Now let’s see when we bump up the n to 100. Hit CALC again, and what’s happened? The SMC narrows towards the center even more, which says: the sample mean of an even bigger sample will be even more likely give you a value near the population’s true mean. The probability of a sample mean falling between 0.4 and 0.6 is pretty large now (over 95%).

Bump n up to 1000, and I bet you can guess what will happen. The probability of seeing a sample [mean] between these two bounds [0.4 and 0.6] is almost certain. In fact, it’s rounding to an even 1.

And this is the CLT, visually.

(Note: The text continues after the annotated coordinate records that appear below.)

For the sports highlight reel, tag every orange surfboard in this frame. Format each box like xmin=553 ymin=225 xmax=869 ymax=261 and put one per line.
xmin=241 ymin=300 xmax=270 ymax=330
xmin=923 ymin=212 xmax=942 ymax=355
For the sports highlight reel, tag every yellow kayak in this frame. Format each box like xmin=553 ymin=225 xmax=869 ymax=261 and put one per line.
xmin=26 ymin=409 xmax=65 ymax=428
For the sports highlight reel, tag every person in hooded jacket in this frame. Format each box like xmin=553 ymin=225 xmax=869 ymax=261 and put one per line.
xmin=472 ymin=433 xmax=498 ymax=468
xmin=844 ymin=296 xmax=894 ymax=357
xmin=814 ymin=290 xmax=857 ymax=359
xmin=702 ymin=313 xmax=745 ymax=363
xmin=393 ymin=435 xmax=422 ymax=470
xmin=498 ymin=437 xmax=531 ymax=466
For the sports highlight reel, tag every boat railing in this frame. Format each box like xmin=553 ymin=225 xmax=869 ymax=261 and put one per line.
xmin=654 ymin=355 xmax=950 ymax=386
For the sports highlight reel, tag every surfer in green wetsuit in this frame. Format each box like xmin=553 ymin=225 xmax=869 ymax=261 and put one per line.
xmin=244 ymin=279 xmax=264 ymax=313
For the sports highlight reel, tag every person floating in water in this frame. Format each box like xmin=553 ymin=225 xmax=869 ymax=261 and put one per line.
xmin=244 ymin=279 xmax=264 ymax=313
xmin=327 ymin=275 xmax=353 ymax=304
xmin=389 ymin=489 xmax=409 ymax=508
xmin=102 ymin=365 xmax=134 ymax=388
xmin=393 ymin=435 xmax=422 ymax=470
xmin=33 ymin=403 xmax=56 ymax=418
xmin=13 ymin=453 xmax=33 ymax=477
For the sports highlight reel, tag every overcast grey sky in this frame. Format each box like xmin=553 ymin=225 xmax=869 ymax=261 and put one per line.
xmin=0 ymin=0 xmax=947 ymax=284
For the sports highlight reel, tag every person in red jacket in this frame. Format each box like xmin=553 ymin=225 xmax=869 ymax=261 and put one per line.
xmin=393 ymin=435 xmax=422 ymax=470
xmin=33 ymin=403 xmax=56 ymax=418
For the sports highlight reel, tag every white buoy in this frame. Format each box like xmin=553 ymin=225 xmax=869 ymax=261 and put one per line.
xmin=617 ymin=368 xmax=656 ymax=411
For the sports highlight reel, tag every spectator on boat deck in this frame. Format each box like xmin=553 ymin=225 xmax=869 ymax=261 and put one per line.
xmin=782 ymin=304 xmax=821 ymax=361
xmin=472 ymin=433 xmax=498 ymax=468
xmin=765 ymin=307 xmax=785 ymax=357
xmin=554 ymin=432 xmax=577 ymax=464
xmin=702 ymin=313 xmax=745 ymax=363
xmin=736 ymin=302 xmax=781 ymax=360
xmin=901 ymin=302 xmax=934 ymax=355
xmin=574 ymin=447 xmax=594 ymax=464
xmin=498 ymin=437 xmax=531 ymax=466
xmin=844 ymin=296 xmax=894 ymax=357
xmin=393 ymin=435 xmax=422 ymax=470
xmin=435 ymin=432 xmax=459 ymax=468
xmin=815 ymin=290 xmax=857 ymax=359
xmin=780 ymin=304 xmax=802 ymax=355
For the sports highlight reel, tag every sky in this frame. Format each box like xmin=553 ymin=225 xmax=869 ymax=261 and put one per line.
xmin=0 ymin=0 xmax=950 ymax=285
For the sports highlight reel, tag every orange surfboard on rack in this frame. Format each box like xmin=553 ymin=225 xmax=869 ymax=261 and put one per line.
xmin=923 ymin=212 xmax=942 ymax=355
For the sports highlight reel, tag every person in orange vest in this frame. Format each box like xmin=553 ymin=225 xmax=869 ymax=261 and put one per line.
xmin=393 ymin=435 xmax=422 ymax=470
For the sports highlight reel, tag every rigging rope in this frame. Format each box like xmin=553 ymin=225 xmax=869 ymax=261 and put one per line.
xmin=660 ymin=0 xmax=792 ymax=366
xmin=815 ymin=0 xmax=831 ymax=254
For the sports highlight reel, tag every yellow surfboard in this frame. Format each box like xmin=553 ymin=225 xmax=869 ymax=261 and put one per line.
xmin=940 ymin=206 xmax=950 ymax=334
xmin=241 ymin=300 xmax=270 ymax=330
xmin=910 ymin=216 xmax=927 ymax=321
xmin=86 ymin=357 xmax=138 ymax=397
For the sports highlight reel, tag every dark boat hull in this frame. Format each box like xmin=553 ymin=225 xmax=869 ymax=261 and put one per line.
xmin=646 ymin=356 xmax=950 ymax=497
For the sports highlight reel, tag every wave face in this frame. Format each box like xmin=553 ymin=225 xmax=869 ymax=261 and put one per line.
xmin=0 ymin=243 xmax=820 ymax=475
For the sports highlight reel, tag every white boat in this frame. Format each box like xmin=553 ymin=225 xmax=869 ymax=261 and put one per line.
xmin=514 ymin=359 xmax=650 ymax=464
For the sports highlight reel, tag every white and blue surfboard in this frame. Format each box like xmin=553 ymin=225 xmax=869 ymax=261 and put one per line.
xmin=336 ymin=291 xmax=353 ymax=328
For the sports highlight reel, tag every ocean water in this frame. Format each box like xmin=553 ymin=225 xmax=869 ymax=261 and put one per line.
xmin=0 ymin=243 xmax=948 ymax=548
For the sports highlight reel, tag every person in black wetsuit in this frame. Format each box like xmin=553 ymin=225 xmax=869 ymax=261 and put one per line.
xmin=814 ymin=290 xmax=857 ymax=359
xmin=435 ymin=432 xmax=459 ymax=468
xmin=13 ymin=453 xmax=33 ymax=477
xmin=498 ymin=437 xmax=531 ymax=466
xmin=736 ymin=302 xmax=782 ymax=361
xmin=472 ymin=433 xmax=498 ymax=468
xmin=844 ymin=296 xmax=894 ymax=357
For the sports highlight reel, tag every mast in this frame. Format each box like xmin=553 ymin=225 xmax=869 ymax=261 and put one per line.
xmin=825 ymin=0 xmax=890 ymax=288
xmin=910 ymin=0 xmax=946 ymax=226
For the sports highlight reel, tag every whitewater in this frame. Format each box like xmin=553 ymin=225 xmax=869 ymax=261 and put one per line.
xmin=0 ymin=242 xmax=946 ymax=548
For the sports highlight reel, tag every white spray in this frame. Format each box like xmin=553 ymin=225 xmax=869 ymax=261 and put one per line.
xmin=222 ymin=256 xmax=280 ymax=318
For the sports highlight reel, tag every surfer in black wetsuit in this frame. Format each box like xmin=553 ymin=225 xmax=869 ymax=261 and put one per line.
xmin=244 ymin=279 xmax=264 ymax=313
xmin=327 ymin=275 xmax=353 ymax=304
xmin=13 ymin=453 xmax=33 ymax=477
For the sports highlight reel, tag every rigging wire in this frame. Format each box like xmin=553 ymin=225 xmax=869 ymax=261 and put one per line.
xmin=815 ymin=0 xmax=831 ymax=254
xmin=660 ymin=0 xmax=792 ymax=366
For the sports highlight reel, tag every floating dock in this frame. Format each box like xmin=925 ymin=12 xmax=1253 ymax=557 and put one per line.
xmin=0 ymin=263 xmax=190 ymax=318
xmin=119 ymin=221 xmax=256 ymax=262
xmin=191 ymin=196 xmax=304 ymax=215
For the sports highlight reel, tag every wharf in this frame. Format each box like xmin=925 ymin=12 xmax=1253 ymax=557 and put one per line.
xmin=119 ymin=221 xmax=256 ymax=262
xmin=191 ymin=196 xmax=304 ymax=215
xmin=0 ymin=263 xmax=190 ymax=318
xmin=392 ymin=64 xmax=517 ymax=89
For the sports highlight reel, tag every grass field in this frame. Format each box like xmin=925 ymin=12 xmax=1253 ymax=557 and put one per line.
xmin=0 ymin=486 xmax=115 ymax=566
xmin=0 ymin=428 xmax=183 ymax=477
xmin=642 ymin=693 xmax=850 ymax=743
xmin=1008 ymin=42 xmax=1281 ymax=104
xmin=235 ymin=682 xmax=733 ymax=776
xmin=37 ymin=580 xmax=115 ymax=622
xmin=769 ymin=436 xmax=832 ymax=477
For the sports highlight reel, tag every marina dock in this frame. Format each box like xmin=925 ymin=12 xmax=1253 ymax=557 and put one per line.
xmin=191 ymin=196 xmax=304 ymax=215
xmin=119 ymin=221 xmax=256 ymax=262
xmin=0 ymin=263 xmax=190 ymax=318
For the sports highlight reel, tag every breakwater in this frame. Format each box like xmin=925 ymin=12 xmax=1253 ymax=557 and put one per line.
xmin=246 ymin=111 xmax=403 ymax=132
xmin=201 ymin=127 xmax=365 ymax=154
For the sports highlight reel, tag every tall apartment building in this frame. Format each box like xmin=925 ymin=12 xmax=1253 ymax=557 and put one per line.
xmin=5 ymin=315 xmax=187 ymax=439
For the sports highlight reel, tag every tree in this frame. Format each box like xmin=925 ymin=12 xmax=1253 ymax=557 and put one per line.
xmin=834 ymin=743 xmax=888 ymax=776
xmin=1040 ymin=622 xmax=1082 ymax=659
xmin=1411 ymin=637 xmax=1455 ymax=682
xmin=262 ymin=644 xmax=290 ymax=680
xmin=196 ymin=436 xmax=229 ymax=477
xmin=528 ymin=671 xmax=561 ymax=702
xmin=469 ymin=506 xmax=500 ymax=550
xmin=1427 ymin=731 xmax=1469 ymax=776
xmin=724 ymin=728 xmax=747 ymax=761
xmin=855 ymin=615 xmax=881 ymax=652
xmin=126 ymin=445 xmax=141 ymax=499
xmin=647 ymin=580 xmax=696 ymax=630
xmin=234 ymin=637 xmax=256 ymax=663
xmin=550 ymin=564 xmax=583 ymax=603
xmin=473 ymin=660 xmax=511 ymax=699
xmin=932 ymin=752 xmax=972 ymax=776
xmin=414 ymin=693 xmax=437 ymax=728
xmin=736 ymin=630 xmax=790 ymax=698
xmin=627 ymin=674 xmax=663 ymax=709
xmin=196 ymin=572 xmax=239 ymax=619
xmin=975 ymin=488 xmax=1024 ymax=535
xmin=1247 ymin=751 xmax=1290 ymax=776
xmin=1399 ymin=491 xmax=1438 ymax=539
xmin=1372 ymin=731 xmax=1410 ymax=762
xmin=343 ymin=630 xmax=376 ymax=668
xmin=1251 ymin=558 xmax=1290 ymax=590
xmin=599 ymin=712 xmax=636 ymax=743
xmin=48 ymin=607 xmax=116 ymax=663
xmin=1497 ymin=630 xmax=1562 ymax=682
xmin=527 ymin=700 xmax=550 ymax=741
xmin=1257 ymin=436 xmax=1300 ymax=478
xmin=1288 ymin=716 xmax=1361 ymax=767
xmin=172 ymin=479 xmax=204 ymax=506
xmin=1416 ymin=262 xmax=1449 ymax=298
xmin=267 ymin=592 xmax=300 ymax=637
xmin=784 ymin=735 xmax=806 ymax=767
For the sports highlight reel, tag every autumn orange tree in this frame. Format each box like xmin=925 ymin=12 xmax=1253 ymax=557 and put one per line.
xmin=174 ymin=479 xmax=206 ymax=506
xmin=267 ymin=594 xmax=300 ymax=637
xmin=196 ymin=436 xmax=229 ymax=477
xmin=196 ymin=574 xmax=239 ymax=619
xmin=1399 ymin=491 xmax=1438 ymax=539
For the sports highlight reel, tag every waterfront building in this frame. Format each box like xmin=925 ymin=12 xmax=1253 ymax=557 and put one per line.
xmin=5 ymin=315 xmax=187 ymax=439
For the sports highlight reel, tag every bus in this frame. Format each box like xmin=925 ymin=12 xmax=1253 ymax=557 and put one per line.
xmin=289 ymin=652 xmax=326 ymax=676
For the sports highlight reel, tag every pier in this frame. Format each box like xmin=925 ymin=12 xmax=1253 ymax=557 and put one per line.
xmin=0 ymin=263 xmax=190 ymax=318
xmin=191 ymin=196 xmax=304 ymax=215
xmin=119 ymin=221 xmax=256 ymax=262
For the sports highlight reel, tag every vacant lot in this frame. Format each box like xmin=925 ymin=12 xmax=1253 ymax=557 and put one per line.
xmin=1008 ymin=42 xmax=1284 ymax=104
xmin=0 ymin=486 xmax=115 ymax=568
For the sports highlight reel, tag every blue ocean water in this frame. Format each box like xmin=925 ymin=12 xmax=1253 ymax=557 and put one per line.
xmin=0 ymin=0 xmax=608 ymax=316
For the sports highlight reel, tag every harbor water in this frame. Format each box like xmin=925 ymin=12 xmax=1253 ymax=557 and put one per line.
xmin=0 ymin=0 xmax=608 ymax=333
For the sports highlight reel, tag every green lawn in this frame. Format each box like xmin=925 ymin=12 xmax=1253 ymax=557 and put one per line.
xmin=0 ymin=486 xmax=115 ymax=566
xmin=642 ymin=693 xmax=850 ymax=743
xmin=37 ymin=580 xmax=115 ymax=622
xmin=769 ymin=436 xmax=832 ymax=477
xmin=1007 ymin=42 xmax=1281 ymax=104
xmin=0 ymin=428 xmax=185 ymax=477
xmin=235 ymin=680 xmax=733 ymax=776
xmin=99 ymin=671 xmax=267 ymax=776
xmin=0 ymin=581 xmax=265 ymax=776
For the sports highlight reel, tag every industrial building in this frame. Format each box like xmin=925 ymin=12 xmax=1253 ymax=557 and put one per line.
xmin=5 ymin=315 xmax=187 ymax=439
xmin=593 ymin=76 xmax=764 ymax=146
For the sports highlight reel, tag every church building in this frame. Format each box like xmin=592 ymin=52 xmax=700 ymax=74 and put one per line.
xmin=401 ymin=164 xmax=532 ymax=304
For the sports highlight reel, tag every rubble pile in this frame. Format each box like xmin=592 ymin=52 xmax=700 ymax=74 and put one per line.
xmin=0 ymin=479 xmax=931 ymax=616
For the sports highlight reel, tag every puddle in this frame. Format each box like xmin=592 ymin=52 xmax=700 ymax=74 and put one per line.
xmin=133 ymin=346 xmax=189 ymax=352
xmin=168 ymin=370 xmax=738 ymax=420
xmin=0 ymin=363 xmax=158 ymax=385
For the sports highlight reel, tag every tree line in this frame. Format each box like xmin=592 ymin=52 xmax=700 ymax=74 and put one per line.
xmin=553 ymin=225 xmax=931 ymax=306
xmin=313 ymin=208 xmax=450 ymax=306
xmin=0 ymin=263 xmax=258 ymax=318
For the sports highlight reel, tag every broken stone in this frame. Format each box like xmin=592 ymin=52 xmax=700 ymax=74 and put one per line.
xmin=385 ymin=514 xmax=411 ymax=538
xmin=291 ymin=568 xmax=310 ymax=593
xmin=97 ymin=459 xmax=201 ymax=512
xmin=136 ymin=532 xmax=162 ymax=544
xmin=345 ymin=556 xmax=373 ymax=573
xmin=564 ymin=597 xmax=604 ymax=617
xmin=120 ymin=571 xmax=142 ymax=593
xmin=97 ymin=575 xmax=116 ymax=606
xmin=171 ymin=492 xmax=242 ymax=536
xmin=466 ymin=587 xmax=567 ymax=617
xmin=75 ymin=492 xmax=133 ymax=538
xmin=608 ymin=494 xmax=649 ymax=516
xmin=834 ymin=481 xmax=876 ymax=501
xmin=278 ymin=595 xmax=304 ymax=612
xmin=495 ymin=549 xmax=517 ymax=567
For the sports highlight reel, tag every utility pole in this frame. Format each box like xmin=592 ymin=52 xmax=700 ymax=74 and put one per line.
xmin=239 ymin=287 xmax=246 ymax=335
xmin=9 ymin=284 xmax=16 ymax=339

Your odds that a sample’s mean will reflect the population’s true mean increase with sample size.

To get back to the main question of this series: how does what we’ve learned about the CLT apply to finding the true mean height of sasquatches?

Well, it helps us to calculate how likely a sample mean of 7.54 feet was, assuming the mean population height really was 8 feet.

So, to finally bring it all together and answer this one, check out the next video, where we’ll walk through hypothesis testing and practice some fuller logic of this type of inferential statistics.

Finally, as promised, here’s the math showing how the variance of binary data (the variance of “proportional” data) down to p(1-p).

First, here’s the general form of variance: it’s the average squared difference of every data point and its mean.

But binary data is not continuous: it only comes as a 0 or 1. So we can rewrite this “average squared difference” [variance] formula as so: where you have the number of 0s there are [n0] times the squared difference between 0 and the center p, plus the number of 1s there are, times the squared difference between 1 and the center p, all over the total number of observations (the total number of 0s plus the number of 1s).

Now secondly, we know that p is simply the number of 1s (or “successes”) there are, over the total n [hence p = n1 / (n0 + n1)]. And then 1-p is just the number of 0s [“failures”] there are, over the total n [since p + (1 - p) = 1] [Hence 1 - p = n0 / (n0 + n1)].

Throwing these identities for p and 1 - p back into the [variance] equation, we get this [see slide]. And consolidating it, we get this, and consolidating some more, and some more [see slide for the mathematical reasoning here], and then recognizing what’s there, we have these same identities again [of p = n1 / (n0 + n1) TIMES 1 - p = n0 / (n0 + n1)], which has simplified down to p(1-p), which equals the variance for binary data.

So if we go back and look where we discussed the formula for standard error (standard error being the population standard deviation over the square root of n): if binary data’s variance is p(1-p), [then] its standard deviation is the square root of that [= sqrt(p(1-p)]. So the standard error of binary data is: the square root of (p(1-p) / n).